Development of functional nanoparticles for in situ tissue engineering

Mesenchymal stem/stromal cells (MSCs) are of significant clinical interest in regenerative medicine because of their trilineage potential to differentiate into cells integral for tissues such as bone and cartilage. Current therapies for tissue damage often require surgical intervention, which has drawbacks including invasiveness and susceptibility to infection. Stem cell-based therapies likely offer a more natural alternative to repair damaged tissue. Nanoparticles are a promising tool for biomedical applications, especially as a vehicle for biomolecule delivery when coated with temperature-responsive polymers to entrap and release biomolecules, such as proteins, in a triggered manner. Superparamagnetic iron oxide nanoparticles (SPIONs) can undergo a phenomenon termed magnetic heating in the presence of an alternating magnetic field. SPIONs surface-functionalised with temperature-responsive polymers present a potential combination for protein delivery and release.

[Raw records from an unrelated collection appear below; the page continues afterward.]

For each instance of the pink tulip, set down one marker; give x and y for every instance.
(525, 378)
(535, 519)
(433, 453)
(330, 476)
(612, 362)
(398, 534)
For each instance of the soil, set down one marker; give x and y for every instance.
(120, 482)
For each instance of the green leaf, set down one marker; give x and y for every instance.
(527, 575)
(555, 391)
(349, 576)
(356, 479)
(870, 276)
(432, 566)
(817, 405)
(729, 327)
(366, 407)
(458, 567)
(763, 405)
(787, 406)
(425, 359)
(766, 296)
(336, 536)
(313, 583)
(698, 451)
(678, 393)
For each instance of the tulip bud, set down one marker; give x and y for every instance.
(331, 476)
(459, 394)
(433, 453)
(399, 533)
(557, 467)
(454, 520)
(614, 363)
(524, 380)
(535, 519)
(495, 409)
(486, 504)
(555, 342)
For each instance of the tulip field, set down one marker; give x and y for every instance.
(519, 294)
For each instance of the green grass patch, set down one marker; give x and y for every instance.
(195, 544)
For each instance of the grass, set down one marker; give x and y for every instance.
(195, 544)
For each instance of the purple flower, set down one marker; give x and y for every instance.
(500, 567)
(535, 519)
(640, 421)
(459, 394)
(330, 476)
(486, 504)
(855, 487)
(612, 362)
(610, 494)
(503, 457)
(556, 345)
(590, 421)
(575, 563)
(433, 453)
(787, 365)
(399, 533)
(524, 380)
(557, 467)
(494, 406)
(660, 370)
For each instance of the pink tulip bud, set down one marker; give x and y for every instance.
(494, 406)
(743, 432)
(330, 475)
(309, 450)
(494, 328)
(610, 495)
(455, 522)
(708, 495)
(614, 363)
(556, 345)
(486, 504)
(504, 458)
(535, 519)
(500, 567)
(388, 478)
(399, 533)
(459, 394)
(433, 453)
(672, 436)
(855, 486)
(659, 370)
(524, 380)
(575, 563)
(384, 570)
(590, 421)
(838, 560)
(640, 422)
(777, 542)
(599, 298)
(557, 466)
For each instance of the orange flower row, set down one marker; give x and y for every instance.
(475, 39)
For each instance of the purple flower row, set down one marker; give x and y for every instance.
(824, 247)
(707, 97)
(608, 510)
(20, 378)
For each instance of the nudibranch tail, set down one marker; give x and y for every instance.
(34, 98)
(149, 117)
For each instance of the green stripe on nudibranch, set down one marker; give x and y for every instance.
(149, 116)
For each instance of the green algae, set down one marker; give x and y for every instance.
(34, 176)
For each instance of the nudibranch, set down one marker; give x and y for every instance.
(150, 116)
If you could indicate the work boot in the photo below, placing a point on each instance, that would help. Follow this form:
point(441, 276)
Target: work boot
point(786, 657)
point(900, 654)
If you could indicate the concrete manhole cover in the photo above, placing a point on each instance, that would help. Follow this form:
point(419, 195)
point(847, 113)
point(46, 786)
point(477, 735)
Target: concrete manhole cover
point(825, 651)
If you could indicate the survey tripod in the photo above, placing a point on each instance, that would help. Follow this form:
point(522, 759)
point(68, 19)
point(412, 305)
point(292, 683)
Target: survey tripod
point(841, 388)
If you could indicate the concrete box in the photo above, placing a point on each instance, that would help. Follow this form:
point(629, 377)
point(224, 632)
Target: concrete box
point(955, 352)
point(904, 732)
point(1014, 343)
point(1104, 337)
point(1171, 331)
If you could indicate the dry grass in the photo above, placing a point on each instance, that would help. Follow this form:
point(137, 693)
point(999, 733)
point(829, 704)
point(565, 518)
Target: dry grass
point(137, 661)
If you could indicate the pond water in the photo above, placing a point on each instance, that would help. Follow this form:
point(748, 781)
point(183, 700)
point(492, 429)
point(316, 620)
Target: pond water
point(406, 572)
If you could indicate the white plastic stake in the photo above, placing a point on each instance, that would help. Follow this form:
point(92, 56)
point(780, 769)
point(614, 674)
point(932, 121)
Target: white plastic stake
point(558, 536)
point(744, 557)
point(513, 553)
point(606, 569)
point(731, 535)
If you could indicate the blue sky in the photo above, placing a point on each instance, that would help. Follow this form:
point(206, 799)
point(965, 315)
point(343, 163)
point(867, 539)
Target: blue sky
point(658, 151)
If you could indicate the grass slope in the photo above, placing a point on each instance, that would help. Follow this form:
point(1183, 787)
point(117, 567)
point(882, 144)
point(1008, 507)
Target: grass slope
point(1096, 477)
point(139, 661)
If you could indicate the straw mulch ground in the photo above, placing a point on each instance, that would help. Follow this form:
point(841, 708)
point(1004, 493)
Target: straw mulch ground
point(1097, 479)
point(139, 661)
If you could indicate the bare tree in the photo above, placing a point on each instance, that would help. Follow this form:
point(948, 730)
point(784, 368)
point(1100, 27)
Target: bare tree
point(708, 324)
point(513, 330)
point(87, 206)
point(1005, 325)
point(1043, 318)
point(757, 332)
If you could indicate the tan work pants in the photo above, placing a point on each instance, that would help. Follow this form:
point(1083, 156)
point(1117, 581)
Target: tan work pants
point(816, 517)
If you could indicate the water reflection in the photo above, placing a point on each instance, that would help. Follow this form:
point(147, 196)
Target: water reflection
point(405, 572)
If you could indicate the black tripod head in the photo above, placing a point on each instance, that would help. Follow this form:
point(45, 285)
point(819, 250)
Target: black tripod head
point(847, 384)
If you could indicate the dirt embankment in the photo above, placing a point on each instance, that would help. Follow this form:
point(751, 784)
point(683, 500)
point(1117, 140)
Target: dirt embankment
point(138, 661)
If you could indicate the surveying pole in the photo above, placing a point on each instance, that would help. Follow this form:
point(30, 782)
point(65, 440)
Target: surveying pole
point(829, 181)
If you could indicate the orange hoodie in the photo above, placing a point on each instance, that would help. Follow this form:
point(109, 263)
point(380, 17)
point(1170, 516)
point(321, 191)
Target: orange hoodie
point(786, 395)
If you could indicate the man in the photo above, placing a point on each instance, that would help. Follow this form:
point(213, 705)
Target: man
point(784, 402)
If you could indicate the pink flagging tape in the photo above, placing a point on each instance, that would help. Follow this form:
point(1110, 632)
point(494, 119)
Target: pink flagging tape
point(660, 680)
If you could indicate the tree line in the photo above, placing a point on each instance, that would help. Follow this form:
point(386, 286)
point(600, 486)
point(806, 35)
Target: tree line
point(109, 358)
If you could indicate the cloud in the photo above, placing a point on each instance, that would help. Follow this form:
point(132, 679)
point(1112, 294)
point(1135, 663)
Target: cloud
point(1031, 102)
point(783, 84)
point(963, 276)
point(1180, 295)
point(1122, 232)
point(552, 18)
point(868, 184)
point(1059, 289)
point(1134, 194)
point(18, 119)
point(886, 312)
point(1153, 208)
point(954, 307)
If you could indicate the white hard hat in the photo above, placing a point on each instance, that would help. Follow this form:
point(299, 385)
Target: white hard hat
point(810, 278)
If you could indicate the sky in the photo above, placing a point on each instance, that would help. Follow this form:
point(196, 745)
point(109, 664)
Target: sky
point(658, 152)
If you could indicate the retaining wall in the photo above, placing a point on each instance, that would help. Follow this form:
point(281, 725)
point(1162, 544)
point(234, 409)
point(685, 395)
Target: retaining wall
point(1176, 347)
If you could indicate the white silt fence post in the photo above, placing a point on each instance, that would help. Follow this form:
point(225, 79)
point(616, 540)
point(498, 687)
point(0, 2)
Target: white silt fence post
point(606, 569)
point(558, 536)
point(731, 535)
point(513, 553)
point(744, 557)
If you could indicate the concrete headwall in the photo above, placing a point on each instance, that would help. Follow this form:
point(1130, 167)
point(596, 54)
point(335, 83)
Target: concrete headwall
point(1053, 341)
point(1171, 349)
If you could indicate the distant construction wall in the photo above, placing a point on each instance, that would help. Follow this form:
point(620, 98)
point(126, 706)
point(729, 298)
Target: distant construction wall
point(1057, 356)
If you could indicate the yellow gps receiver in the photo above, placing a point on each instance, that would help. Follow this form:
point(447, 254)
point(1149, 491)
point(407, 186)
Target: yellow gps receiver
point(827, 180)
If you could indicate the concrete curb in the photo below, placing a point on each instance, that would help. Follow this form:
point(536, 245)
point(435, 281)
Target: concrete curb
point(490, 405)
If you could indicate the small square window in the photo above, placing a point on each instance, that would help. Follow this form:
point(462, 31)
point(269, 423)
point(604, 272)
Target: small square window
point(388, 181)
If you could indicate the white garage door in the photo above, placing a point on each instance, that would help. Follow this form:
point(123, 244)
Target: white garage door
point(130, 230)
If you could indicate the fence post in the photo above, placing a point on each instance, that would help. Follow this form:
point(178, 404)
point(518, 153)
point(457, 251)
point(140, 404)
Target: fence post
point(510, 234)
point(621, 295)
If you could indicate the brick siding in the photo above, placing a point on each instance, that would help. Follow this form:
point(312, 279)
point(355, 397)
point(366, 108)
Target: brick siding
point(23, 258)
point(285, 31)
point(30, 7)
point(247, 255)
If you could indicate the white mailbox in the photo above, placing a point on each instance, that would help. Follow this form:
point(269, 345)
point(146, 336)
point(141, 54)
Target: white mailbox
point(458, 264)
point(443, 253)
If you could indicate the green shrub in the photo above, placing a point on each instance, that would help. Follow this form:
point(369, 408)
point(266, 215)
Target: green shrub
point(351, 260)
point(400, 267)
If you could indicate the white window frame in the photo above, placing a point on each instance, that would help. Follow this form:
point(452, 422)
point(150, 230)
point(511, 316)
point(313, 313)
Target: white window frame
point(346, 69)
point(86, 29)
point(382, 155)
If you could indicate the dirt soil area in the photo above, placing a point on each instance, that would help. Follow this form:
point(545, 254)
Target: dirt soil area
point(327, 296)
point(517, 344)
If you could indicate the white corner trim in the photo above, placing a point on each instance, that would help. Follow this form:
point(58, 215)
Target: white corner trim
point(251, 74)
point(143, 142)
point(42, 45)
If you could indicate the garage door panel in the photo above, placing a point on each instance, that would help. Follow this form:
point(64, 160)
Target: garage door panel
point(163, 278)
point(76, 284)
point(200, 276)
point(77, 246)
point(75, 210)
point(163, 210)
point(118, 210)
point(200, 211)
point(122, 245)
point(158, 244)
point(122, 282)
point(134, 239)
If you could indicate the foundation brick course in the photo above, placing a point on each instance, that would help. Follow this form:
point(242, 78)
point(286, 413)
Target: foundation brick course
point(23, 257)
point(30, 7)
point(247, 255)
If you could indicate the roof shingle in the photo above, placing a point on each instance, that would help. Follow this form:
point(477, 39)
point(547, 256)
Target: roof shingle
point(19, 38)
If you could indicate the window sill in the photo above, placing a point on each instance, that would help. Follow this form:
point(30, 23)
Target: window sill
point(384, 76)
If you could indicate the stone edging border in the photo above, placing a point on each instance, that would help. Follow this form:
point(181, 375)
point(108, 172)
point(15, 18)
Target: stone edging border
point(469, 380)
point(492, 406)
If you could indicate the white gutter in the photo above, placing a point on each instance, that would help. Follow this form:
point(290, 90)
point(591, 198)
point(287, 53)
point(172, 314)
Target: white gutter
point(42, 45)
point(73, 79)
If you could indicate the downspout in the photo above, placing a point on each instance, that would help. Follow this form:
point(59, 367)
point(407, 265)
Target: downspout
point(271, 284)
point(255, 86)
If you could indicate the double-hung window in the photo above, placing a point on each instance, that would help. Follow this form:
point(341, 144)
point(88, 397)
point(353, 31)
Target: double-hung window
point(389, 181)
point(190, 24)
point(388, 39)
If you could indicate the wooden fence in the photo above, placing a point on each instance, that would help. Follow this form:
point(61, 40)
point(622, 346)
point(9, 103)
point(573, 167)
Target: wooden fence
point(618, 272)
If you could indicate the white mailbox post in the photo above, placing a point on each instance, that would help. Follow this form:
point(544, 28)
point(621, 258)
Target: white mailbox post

In this study, I report the development of SPIONs coated with temperature-sensitive polymer poly(N-isopropylacrylamide) (PNIPAM). PNIPAM-coated SPIONs showed temperature-sensitive properties above the lower critical solution temperature (LCST) of PNIPAM (32oC) when heated with or without magnetic heating. I could characterise the protein encapsulation and release of test protein apotransferrin from PNIPAM-coated nanoparticles in both a pH- and temperature-sensitive manner. Magnetic heating, though a constant or pulsed application, was sufficient to trigger the release of encapsulated apotransferrin from PNIPAM-coated nanoparticles, where switching off the magnetic field halted further protein release. Magnetically-triggered Wnt3a release from PNIPAM-coated nanoparticles elicited cellular activation through the enhanced green fluorescent protein (eGFP) response of an MSC Wnt reporter line, as well as increased proliferation of both immortalised and primary MSCs. I also developed temperature-responsive polymer, poly(N-isopropylmethacrylamide) (PNIPMAM), which exhibited a higher LCST than PNIPAM (42oC) and could release apotransferrin above physiological temperature with/without magnetic heating.
The developed temperature and magnetically-responsive SPIONs could be a potential tool to promote MSC-driven tissue regeneration through biomolecule delivery and temperature-sensitive release.